La pique du peigne démêla les nœuds avec douceur, ensuite, avec empressement, elle se brossait ses petites dents, et pour finir ce rituel, une petite douche bien chaude qui permit de détendre ses muscles. Elle attrapait une serviette pour s'enrouler dedans et se dépêcha de se sécher avec un profond soupir.

C'était d'un geste qu'elle s'habillait d'un jean à trou et d'un pull blanc à capuche. Elle sortit pour attraper son sac dans un coin de sa chambre, mais son regard fut attiré par le livre de conte, un dernier cadeau de leur grand-mère ; avec hésitation, celui-ci rejoignit ses autres cahiers.

— Tu es prête ? Demanda Blanche en entrant dans la pièce qu'elle observait avec une petite grimace à cause du bazar qui y régnait. Rose avait toujours eu un côté bordélique, contrairement à sa sœur, qui était sans nul doute une fée de logie ; même Cendrillon ne pouvait l'égaler dans le ménage.

Elle hochait simplement la tête en mettant correctement son sac derrière son dos. C'était ensemble qu'elles descendaient, pour partie avec hâte, sans oublier de fermer à clé. D'une démarche soutenue, elles prenaient la route en direction de leurs arrêts de bus.

Le trajet se faisait dans un silence apaisant aux bruits légers du vent frais avec ses petits craquements de feuilles brisées sous leur semelle de chaussures. Rose aimait bien le mois d'octobre pour ses couleurs flamboyantes et ses paysages d'une beauté saisissante.

Sa main entourait celle de Blanche, déjà légèrement frigorifiée, pas étonnant avec son collant noir et sa jupe à carreaux, puis son chemisier qui ne devait pas tenir bien chaud. Elle avait mis sa veste, mais cela ne la protégeait pas des bourrasques. Alors Rose sortait son sac de derrière son dos pour enlever son blouson et le prenait à sa sœur avant que celle-ci n'attrape froide.

— Prochaine fois, essaie de t'habiller plus chaudement.

Je ne pouvais pas m'empêcher de la sermonner comme une petite fille, et bien sûr, cela débutait par une petite dispute qui durait jusqu'à notre arrivée à notre fameux arrêt peu accueillant. Elle observait longuement le lampadaire rouillé avec une pancarte dessus écrit le nom de l'arrêt et aucun abri n'était en vue.

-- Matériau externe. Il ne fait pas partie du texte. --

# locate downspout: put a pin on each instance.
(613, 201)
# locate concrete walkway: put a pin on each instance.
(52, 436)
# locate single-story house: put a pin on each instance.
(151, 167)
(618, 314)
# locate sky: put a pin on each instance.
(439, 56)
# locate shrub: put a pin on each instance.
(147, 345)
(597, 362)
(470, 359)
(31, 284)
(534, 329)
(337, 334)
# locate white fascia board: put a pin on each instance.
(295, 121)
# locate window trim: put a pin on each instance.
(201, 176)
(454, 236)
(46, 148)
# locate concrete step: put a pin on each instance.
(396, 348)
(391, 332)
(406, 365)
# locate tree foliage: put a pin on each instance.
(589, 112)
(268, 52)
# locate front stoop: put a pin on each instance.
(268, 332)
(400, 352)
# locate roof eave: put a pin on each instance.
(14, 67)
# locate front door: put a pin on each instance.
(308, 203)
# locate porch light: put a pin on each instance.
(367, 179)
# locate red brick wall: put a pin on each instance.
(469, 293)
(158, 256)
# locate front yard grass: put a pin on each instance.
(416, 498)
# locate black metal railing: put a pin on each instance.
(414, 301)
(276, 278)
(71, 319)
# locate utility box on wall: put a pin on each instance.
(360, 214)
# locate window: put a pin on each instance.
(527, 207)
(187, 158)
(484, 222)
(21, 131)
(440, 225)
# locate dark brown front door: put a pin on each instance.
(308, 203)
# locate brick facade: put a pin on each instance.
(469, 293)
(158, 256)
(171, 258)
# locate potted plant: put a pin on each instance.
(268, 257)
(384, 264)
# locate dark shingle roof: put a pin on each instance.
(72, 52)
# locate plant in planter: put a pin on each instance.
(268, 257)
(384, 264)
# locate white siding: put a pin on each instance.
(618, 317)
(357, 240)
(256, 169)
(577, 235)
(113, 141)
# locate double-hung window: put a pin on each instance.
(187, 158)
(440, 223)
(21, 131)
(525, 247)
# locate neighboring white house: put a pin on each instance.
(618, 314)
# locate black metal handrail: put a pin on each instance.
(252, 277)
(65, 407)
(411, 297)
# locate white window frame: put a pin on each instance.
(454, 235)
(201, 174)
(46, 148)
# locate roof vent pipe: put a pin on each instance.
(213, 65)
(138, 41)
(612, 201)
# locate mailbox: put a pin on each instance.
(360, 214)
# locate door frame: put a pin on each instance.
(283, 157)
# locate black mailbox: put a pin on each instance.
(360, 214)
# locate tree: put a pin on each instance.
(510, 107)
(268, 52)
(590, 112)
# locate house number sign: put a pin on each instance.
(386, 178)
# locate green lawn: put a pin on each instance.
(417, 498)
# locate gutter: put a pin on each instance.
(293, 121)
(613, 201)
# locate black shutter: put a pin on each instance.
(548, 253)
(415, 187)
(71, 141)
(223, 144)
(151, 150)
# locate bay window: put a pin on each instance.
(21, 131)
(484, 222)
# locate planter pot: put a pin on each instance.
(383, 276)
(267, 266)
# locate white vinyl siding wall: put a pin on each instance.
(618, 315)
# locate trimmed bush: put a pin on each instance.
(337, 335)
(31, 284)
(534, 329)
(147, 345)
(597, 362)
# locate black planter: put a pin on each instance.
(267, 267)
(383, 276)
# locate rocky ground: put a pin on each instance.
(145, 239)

Il n'y a que la route et les deux bordures avec des arbres pour seule décoration dans ce décor à l'atmosphère pesant. Rose sentait la main de Blanche broyer ses doigts et son petit corps se collait contre le sien comme pour se protéger d'un soi-disant danger.

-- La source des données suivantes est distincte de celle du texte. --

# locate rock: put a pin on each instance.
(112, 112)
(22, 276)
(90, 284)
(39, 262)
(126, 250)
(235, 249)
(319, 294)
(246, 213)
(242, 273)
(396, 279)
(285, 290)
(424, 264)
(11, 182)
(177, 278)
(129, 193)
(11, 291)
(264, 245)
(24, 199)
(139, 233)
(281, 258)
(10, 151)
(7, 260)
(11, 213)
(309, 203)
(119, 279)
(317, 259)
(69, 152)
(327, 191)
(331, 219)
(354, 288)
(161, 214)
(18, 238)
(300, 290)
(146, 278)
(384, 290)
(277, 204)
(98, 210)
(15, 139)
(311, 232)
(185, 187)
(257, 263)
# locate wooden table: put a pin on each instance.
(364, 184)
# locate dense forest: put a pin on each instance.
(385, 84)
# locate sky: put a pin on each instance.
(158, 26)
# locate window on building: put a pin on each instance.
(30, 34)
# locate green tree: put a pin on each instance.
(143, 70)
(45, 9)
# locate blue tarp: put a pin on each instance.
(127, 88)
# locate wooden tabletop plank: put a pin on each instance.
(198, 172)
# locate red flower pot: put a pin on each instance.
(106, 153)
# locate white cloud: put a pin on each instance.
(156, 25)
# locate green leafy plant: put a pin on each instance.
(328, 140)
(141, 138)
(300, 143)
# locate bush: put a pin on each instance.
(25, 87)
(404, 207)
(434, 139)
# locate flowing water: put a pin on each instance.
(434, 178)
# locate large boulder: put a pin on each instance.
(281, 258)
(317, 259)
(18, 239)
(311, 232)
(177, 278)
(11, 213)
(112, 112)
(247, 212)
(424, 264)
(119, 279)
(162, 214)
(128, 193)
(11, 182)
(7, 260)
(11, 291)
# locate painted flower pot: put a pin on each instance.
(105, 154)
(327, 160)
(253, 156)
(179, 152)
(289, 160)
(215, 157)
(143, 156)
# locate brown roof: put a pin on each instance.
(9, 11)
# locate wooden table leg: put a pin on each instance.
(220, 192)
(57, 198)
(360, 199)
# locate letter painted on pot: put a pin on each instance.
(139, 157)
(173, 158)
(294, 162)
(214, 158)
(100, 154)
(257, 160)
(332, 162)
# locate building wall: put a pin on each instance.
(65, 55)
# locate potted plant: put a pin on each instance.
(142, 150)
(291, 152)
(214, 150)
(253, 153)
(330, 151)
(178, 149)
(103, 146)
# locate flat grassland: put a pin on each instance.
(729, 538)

Elles sursautaient en même instant au son d'un bruit étrange venant de derrière les arbustes. Aucune d'elles n'osait se retourner par peur de tomber sur un être étranger. Bien sûr, c'était à ce moment précis que les histoires de leur grand-mère reviennent subitement dans leurs esprits.

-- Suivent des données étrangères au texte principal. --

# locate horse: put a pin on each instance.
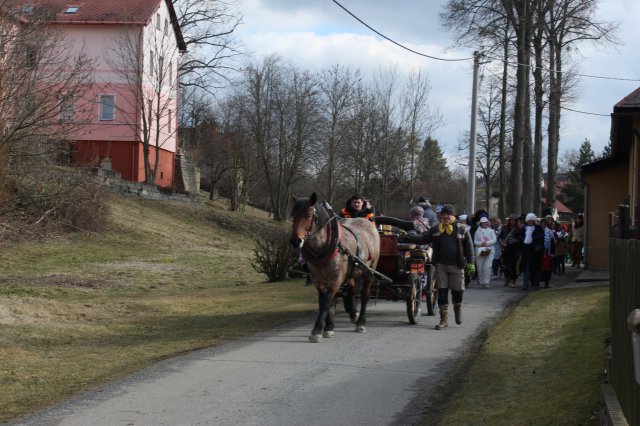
(336, 251)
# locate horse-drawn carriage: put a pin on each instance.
(408, 267)
(342, 252)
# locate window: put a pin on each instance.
(67, 107)
(107, 107)
(31, 57)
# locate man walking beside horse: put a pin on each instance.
(452, 252)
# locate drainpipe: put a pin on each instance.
(586, 227)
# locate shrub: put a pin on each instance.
(273, 255)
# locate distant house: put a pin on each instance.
(612, 181)
(564, 213)
(135, 46)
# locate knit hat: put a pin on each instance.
(416, 211)
(448, 209)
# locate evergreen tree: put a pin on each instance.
(572, 194)
(434, 177)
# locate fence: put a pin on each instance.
(624, 279)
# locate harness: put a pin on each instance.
(330, 250)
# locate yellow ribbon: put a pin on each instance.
(446, 227)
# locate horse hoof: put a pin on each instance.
(315, 338)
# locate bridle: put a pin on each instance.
(312, 233)
(330, 248)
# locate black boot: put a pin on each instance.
(457, 311)
(444, 318)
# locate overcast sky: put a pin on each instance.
(317, 33)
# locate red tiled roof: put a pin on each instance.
(560, 207)
(133, 12)
(100, 11)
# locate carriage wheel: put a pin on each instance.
(431, 291)
(412, 298)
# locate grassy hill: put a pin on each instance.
(161, 279)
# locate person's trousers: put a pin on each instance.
(485, 264)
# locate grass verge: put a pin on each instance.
(541, 365)
(162, 279)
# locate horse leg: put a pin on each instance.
(347, 299)
(324, 305)
(361, 324)
(328, 322)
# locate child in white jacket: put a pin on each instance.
(484, 242)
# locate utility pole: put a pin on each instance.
(471, 187)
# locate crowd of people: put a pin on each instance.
(526, 251)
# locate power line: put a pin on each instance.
(585, 112)
(494, 58)
(395, 42)
(517, 64)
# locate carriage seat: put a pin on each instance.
(407, 246)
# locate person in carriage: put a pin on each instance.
(420, 222)
(357, 206)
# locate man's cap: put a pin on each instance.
(448, 209)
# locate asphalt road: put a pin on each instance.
(278, 378)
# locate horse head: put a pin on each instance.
(305, 218)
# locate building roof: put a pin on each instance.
(560, 207)
(93, 12)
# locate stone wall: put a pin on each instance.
(111, 181)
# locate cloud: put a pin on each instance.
(317, 34)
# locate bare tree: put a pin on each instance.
(282, 109)
(569, 23)
(419, 120)
(338, 85)
(43, 80)
(488, 140)
(208, 27)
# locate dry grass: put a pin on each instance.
(541, 365)
(162, 279)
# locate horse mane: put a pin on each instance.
(324, 218)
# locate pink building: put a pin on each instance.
(132, 103)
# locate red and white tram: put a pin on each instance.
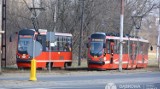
(103, 52)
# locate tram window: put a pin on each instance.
(108, 46)
(140, 47)
(115, 46)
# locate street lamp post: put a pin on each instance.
(121, 35)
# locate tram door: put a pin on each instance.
(111, 51)
(133, 54)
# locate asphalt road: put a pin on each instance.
(146, 80)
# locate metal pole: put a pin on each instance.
(81, 34)
(55, 16)
(0, 30)
(121, 35)
(158, 40)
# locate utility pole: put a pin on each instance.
(121, 35)
(158, 40)
(0, 30)
(55, 15)
(81, 33)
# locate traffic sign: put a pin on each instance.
(34, 48)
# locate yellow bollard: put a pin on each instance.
(33, 70)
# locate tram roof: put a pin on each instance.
(127, 38)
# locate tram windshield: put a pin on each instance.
(24, 42)
(96, 48)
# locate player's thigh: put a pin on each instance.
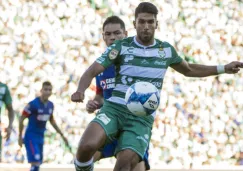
(135, 136)
(97, 156)
(126, 159)
(93, 137)
(33, 151)
(140, 166)
(108, 119)
(109, 149)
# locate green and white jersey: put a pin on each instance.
(5, 97)
(135, 62)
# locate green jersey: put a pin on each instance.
(135, 62)
(5, 97)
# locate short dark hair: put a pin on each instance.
(114, 20)
(46, 83)
(146, 7)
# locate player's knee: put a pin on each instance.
(126, 160)
(86, 148)
(35, 167)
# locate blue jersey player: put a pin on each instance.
(38, 112)
(113, 29)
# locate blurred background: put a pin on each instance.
(199, 122)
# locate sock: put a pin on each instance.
(34, 168)
(87, 166)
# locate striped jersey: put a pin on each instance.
(135, 62)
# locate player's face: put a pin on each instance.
(46, 92)
(145, 25)
(113, 32)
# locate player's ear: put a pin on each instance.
(134, 23)
(103, 35)
(126, 33)
(157, 23)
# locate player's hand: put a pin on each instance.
(65, 141)
(233, 67)
(77, 96)
(20, 141)
(92, 105)
(8, 132)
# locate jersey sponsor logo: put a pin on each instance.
(100, 60)
(107, 83)
(27, 109)
(103, 118)
(142, 138)
(40, 110)
(113, 54)
(156, 84)
(43, 117)
(126, 79)
(2, 90)
(128, 58)
(144, 62)
(130, 50)
(37, 156)
(160, 63)
(161, 53)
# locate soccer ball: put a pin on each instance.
(142, 98)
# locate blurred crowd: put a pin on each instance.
(199, 122)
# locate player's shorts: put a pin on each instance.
(109, 151)
(34, 150)
(132, 132)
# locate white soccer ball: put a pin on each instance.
(142, 98)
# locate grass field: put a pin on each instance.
(55, 167)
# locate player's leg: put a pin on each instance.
(98, 132)
(133, 142)
(140, 166)
(93, 138)
(33, 154)
(97, 156)
(126, 160)
(106, 152)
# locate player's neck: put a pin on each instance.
(147, 44)
(43, 100)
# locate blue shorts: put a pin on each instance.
(34, 150)
(109, 151)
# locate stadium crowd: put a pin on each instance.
(199, 122)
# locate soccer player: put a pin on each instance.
(113, 29)
(137, 58)
(38, 112)
(5, 98)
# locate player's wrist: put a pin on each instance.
(220, 69)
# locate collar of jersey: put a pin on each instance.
(138, 44)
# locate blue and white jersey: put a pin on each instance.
(38, 114)
(105, 82)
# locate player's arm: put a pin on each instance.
(106, 59)
(98, 100)
(25, 114)
(85, 81)
(53, 123)
(21, 127)
(8, 101)
(197, 70)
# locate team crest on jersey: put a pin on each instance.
(113, 54)
(161, 53)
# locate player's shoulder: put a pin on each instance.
(35, 101)
(163, 43)
(51, 104)
(126, 40)
(3, 85)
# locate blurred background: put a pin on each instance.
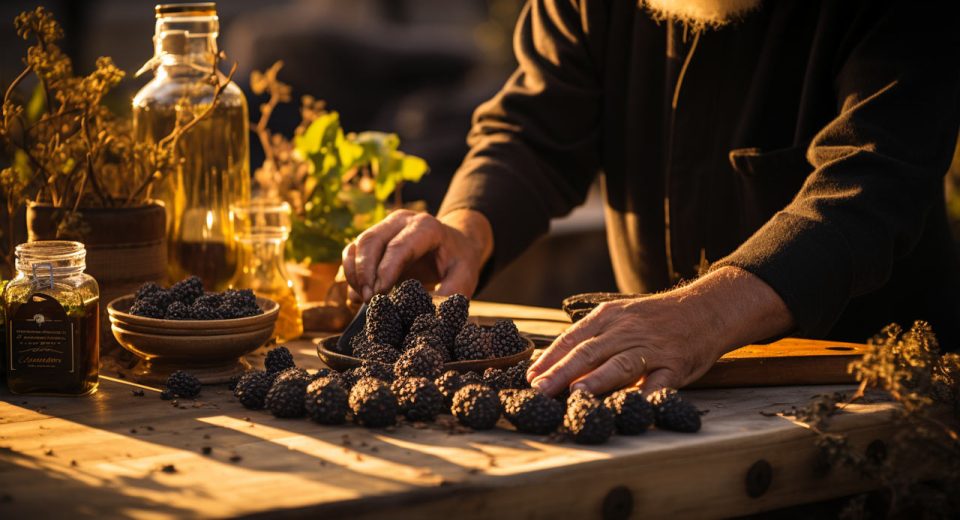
(414, 67)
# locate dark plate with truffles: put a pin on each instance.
(409, 319)
(340, 362)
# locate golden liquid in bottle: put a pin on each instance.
(213, 176)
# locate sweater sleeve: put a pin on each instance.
(877, 168)
(534, 146)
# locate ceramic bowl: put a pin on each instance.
(211, 350)
(326, 350)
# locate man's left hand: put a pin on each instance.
(665, 340)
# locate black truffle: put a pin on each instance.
(373, 403)
(673, 413)
(532, 412)
(477, 407)
(633, 413)
(587, 419)
(421, 361)
(418, 398)
(326, 402)
(252, 388)
(183, 384)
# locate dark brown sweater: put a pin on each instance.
(806, 144)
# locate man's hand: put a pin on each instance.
(448, 252)
(668, 339)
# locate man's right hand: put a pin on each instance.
(443, 253)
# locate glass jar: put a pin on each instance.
(262, 231)
(214, 169)
(52, 312)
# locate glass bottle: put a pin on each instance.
(214, 173)
(262, 231)
(52, 312)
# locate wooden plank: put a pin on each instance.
(120, 446)
(104, 455)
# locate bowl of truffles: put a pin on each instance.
(408, 330)
(182, 327)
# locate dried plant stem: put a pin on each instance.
(92, 151)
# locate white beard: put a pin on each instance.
(700, 14)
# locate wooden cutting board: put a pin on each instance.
(787, 362)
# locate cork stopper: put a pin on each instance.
(189, 9)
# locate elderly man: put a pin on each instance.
(787, 157)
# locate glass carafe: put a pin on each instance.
(214, 170)
(262, 229)
(52, 311)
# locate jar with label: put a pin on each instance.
(52, 313)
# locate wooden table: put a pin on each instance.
(118, 454)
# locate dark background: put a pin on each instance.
(414, 67)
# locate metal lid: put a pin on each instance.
(191, 9)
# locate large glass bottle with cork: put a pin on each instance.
(213, 173)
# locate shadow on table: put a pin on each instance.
(46, 488)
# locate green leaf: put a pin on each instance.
(319, 135)
(313, 244)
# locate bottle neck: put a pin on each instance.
(186, 45)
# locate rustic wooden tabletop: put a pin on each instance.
(119, 454)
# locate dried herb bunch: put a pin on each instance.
(338, 184)
(920, 467)
(65, 146)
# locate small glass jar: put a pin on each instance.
(263, 227)
(52, 314)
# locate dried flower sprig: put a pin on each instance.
(920, 467)
(68, 149)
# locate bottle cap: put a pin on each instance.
(190, 9)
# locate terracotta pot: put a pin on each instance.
(321, 297)
(126, 247)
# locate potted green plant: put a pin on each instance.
(77, 166)
(337, 183)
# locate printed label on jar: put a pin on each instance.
(41, 336)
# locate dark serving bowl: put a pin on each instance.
(326, 350)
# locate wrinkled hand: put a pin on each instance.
(668, 339)
(446, 254)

Elle disait que des monstres vivaient dans les forêts des alentours, que même un jour un des leurs l'avait attaqué, mais tout cela n'était que des contes. Rose essayait désespérément de s'en convaincre, mais le bruit se rapprochait de plus en plus jusqu'à ce que soudainement cet étrange bruit soit étouffé par un coup de klaxon violent.

C'était le bus qui était arrêté, les portes ouvertes, mais aucune d'elles ne l'avait vue arriver. Rose jetait un regard perplexe à sa sœur qui haussa les épaules et sans perdre une minute. C'était d'un pas décidé qu'elles montaient dedans en sécurité que d'être près de ce lampadaire.

Rose s'affala lourdement dans un des fauteuils au fond et Blanche la rejoint en poussant sa tête sur son épaule, ses cheveux longs aussi châtains clairs que les siens dissimulant son visage pensif. Elles se plongeaient toutes les deux dans leur propre monde pour fuir les regards et le chuchotement curieux des autres étudiants installés un peu plus loin dans l'habitacle, sûrement qu'ils devaient tous aller dans le même établissement.

Rose posa sa tête contre la vitre pour regarder le paysage défiler à une vitesse affolante. Sa main fouille dans son sac à moitié ouvert pour toucher de ses bouts de doigt la couverture rigide du livre, ce qui permet de calmer son petit cœur étreignait d'une angoisse pour ce transport.

Ses yeux se fermaient pesamment pour essayer de s'échapper quelques secondes de cet instant et de se réfugier dans son imagination. Elle savait parfaitement que Blanche veillerait sur son sommeil pour la réveiller une fois que ce bus soit arrivé à bon port... s'il y arrivait.